I swear a lot lately, I know. I'm really unhappy with my station in life, and I'm not being as articulate as I could/should be. I figure that I could either bitch at myself for swearing so much, (which would be a vicious cycle) or I could just suck it up, and know that eventually I'll deal and perhaps stop cussing so much.

Anyhow... the subject. Fuck the Media.

I have self image issues. I've said it before... and I'll say it again. I have them, and it's taking me time to try and deal with them.

That image... the one right there.... Well... I was trying to explain to the hubs one day just what it is I see when someone takes a photograph of me.

He tells me that I'm beautiful and that I have nothing to be ashamed of... so, I took this picture (taken last April I think) and dissected it to give him a birds eye view of the mind of Shana.

Now, I'm not going to blame the media for my issues. They're not entirely at fault, but they play a big part. The books I used to read, movies I used to watch, TV shows... they all had images of what 'beauty' was, or at least what I thought beauty was. And it impacted me. I felt inferior.

Then, factor in the brothers who tormented me as brothers do, and the boys at school who always made fun of me. I was given the name 'frobo cop' once because of my wild tangle of curls.

Then... factor the troubled youth, and you end up with a girl who turns into a woman with self image issues.

There was a time, not to long ago that I wouldn't even let my husband see me naked. I just couldn't handle it. I'd have anxiety attacks at the thought of it, and I'd start to sob uncontrollably if he did inadvertently see me naked. I would get angry at myself and feel disgusted at the sight of me in a mirror.

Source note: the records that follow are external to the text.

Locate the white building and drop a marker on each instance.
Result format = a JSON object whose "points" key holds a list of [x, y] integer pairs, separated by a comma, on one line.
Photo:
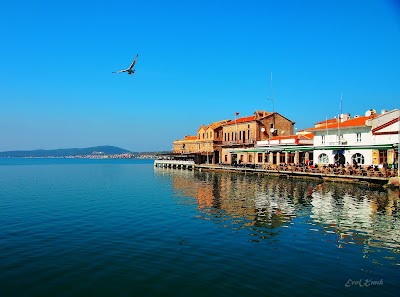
{"points": [[371, 139]]}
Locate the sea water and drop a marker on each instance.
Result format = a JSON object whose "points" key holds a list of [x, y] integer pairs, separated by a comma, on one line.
{"points": [[72, 227]]}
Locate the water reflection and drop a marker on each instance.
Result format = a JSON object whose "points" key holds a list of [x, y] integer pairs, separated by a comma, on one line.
{"points": [[266, 206]]}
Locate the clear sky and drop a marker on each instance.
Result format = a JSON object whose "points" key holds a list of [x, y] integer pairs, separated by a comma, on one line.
{"points": [[199, 62]]}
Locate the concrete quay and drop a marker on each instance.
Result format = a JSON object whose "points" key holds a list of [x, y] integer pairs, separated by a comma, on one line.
{"points": [[322, 176]]}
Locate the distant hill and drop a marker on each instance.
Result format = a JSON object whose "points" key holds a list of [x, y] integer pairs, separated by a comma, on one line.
{"points": [[96, 150]]}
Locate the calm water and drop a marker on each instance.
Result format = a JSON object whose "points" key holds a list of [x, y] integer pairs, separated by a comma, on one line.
{"points": [[125, 228]]}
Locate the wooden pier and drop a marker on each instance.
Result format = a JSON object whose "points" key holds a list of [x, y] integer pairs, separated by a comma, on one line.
{"points": [[190, 165], [179, 164]]}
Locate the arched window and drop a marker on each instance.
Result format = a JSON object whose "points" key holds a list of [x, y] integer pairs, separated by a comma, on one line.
{"points": [[340, 159], [359, 158], [323, 159]]}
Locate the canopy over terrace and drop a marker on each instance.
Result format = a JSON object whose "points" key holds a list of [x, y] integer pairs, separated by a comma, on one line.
{"points": [[273, 155]]}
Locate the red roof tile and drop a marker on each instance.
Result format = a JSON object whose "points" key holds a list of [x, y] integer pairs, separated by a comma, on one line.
{"points": [[242, 120], [356, 122]]}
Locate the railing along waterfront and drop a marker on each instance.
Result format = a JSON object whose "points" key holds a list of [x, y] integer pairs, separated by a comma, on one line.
{"points": [[174, 163]]}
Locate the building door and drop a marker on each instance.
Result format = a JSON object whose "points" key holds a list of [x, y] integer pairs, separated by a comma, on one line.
{"points": [[216, 157], [340, 159], [234, 159]]}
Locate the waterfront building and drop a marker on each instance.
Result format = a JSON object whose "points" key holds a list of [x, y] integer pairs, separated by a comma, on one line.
{"points": [[205, 147], [371, 139], [241, 136]]}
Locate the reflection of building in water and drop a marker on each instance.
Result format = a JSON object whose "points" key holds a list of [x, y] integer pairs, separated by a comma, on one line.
{"points": [[355, 214], [368, 219]]}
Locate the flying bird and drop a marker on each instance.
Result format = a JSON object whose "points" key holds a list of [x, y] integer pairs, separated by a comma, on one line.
{"points": [[129, 70]]}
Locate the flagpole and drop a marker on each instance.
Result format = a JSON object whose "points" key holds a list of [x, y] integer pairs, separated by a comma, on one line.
{"points": [[236, 113]]}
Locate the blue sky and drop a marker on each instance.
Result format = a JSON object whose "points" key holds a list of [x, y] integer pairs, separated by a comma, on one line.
{"points": [[199, 62]]}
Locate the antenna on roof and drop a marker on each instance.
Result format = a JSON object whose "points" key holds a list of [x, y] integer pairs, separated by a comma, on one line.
{"points": [[272, 95]]}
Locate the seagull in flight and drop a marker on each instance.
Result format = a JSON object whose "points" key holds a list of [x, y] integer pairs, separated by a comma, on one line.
{"points": [[129, 70]]}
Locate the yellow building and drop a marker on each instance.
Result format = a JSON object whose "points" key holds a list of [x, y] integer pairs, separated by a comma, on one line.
{"points": [[205, 147]]}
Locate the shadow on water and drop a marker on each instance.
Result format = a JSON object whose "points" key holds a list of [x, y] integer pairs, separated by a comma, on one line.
{"points": [[268, 205]]}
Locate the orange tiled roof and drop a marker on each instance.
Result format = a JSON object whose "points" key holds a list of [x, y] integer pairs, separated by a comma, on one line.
{"points": [[306, 136], [242, 120], [190, 137], [356, 122]]}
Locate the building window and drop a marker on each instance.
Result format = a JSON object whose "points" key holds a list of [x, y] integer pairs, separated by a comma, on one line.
{"points": [[323, 159], [382, 157], [358, 158]]}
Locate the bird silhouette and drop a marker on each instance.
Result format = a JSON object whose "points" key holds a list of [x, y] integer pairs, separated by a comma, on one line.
{"points": [[130, 69]]}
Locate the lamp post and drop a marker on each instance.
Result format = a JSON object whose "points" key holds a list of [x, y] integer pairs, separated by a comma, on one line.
{"points": [[398, 147]]}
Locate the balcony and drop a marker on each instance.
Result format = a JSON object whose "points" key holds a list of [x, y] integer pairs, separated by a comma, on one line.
{"points": [[238, 142], [341, 142]]}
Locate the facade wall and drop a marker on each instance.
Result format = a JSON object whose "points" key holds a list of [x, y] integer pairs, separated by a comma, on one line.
{"points": [[185, 146], [348, 154]]}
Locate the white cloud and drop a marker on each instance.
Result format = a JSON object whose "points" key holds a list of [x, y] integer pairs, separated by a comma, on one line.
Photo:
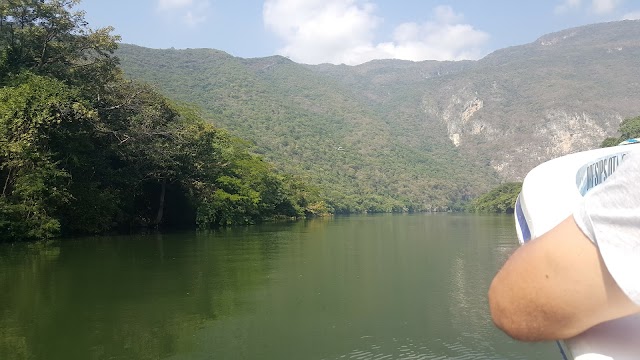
{"points": [[189, 12], [342, 31], [598, 7], [173, 4], [568, 5], [632, 16]]}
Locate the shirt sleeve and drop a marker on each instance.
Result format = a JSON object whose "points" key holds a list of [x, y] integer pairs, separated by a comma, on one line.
{"points": [[609, 215]]}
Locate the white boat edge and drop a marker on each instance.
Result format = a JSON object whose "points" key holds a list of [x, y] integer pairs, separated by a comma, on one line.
{"points": [[549, 195]]}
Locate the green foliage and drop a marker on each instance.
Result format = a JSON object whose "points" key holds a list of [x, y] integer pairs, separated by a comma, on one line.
{"points": [[499, 200], [361, 155], [629, 129], [82, 150]]}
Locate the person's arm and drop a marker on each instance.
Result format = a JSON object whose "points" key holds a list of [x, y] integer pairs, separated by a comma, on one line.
{"points": [[555, 287]]}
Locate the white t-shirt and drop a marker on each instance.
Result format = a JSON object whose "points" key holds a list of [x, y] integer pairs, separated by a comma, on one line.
{"points": [[609, 215]]}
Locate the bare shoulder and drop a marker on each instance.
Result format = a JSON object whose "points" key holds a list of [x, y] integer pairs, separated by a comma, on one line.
{"points": [[555, 287]]}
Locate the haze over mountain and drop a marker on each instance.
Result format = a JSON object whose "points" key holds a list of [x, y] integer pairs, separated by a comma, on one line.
{"points": [[395, 134]]}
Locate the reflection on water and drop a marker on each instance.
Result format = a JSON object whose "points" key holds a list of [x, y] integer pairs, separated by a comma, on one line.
{"points": [[363, 287]]}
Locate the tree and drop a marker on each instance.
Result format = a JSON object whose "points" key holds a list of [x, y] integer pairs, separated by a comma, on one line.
{"points": [[47, 38]]}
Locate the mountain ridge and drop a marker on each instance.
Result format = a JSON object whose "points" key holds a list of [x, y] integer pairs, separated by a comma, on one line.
{"points": [[401, 134]]}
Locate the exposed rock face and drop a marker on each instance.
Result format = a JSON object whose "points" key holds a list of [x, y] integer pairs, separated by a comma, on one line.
{"points": [[505, 113]]}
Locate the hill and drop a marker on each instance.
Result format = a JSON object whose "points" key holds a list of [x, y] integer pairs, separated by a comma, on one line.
{"points": [[399, 135]]}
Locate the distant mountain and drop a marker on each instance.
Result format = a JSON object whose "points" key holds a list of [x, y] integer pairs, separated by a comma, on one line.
{"points": [[393, 134]]}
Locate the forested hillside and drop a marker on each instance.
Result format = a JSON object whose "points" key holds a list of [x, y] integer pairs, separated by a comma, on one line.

Now, I know a lot of that has to do with my depression, and once I got back into the swing of taking my Vitamin B and Omega 3's I was back in a place where, while I'm not happy with how I look, I don't flip out at the sight of it.

Anyhow... back to the media.

The video I linked up yesterday, AFP's Leed's united. She's dancing and prancing around with her shirt undone and you can see her exposed midriff. And She looks FUCKING hot. But, she's not scrawny. She's slim, but not skinny, if you catch my drift. Basically, she has what would seem to be a healthy body.

Her record label, wanted to pull all shots that showed her belly. They said she looked fat.And I say, FUCK the media. Fuck modern thought. Fuck men who think women should be stick figures. Fuck the images that make me feel inferior. Long Live Healthy Women!

I'm not including a picture of my belly though. While I think that healthy body image is a good thing to have... I'm still a little grossed out by my stomach.

1 comment:

eva said...

i just watched the video again, i think she's proper skinny?? i can't believe they said she looked fat????? i also see why your man doesn't agree with your ideas on your body..you look fabolous! you're probably right about depression making you see things in another light. it does cause or worsen low self esteem.
i stopped watching television a long time ago to avoid brainwashing. i don't read magazines for girls either. and i'm SO much better for it! media can be poisonous. after a while of staying away from media you'll start seeing things clearer though.
it's not like all men want girls to be stick figures either, some men want them skinny, some want them xl. just the way not all men want girls with large breasts. i think it's mostly young boys who are insecure about themselves who pretend to like what they see in television as they're so afraid of being made fun of if they like the "wrong thing". luckily people grow out of that.